Phase NW’s Kent electrical service area extends south along the residential corridor that climbs east of Auburn Way North toward the Kent city line. If you’re in the band of neighborhoods running from the Lea Hill plateau down through Meredith Hill and into the southern East Hill-Meridian corridor, we’re already working your streets regularly.

Need a landmark? The Auburn Outlet Collection sits on the valley floor below, useful if you’re not sure which side of the city line you’re on. Above it, the Green River marks the natural divide between Auburn’s flat valley neighborhoods and the hillside homes where most of our rewiring calls originate.

The housing stock up here tells a consistent story. Ranch-style homes and split-levels from the 1960s through the early 1980s dominate the higher ground, products of the same suburban expansion wave that pushed south from Renton and east out of the valley.

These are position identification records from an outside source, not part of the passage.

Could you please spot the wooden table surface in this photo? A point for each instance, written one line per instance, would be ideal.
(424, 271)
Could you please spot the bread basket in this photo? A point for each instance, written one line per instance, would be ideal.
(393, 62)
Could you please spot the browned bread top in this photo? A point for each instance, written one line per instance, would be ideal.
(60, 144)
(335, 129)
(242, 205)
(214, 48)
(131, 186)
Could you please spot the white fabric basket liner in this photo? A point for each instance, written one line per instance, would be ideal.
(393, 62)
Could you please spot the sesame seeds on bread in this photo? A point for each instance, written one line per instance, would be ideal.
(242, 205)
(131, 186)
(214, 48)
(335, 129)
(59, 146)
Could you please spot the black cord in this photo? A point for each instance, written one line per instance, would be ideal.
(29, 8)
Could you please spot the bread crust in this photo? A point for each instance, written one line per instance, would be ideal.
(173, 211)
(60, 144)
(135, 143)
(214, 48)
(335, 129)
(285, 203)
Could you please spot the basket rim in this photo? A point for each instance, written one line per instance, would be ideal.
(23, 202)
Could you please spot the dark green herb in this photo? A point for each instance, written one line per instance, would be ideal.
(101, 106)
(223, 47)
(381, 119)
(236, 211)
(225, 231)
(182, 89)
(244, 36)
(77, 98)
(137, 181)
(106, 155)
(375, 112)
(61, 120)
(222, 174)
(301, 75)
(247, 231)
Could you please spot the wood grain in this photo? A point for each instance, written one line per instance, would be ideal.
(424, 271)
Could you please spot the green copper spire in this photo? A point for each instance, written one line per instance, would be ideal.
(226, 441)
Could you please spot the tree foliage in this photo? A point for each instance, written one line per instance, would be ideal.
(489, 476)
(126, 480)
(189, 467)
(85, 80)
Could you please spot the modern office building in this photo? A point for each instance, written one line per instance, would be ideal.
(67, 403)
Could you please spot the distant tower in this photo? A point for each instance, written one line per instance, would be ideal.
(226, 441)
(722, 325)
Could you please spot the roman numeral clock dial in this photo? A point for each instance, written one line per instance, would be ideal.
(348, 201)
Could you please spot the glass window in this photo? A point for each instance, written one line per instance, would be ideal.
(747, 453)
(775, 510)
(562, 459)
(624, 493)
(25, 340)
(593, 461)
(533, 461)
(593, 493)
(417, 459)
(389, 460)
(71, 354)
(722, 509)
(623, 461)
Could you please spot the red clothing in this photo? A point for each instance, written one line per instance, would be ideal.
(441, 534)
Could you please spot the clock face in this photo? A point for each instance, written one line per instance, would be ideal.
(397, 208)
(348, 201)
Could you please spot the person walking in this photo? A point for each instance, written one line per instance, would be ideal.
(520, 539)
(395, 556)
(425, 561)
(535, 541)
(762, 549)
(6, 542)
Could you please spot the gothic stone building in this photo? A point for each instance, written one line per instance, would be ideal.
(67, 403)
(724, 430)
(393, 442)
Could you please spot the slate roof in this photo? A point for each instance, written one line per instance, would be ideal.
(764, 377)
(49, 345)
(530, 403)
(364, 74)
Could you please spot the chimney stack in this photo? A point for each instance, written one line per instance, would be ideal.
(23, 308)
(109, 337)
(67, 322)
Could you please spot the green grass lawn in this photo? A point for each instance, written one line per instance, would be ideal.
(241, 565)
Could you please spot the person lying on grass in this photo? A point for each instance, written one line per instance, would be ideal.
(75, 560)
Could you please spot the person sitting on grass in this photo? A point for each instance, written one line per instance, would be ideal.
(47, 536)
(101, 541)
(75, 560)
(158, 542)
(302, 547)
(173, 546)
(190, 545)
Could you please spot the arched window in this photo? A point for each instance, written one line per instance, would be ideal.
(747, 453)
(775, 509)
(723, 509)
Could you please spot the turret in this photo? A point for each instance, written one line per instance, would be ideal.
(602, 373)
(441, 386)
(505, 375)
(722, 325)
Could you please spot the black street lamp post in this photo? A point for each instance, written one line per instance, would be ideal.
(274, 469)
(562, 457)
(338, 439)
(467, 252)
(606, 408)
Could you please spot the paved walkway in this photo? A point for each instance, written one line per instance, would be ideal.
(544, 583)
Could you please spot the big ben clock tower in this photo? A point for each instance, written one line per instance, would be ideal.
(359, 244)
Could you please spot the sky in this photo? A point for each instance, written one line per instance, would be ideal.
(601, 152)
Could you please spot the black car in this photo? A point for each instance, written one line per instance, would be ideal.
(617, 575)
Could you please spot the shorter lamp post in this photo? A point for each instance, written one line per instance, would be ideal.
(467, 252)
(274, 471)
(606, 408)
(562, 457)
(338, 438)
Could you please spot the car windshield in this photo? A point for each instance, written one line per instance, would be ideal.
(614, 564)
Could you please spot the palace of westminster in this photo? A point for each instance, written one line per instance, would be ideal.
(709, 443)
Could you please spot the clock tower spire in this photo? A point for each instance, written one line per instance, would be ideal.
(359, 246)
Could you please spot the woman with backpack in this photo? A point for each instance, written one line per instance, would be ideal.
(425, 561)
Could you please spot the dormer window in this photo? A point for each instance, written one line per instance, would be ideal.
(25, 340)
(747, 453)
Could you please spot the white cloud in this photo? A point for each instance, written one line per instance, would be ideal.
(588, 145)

Homes built in this corridor between roughly 1965 and 1973 frequently used aluminum branch-circuit wiring during the national copper shortage. Attic runs, junction boxes, we still find it across the 98001 zip code on a regular basis.

Pacific Northwest humidity makes everything worse. Wet winters speed up oxidation at aluminum connections, increasing resistance and heat buildup. That’s a real problem in homes that haven’t had electrical work since original construction.

We recently helped a homeowner on SE 304th Street, just off Meridian Avenue South, replace a full run of aluminum branch wiring that had been causing intermittent flickering for over a year. The oxidation at the junction boxes in the attic was exactly what you’d expect from 50-plus years of South King County winters.

Many residents here bought in the 1990s or early 2000s. Deferred electrical maintenance is now colliding head-on with modern demand: EV chargers, heat pumps, home offices. Original wiring wasn’t built for any of it. That’s why rewiring calls from the Auburn-Kent border keep our schedule full year-round.

Local Landmarks

Homeowners up on Meredith Hill know the routine, you plug in the space heater while the dryer’s running, and suddenly you’re resetting breakers in the dark garage of your 1970s split-level. That scenario plays out constantly in the homes lining the Auburn-Kent border between 116th Avenue SE and Meridian Avenue South, and it almost always points back to wiring and panels that haven’t been touched since Nixon was in office. Whole-home electrical rewiring means replacing every branch circuit in the house, from the panel to each outlet, switch, and fixture, with modern copper wiring rated for today’s electrical loads.

Why does this matter near Meredith Hill specifically? Most homes along the Auburn-Kent border, especially in the 98001 zip code and the southern 98032 fringe, were built between 1965 and 1985. That puts them squarely in the window where aluminum branch-circuit wiring and undersized 100-amp panels were standard. Two issues, and two of the most common triggers we see in this corridor.

Phase NW serves the Meredith Hill area and surrounding neighborhoods. If your home fits this profile, call us at (206) 487-7278.

Frequently Asked Questions

How do I know if my house needs electrical rewiring?

Homes built between 1965 and 1985 in the Kent and Auburn area are common candidates, especially if they have aluminum branch-circuit wiring or undersized 100-amp panels. Signs include frequent circuit breaker trips, outlets that don't work reliably, burning smells near outlets, or flickering lights. If you're unsure, Phase NW can inspect your system and let you know what's needed.

Is electrical rewiring safe for my family during the work?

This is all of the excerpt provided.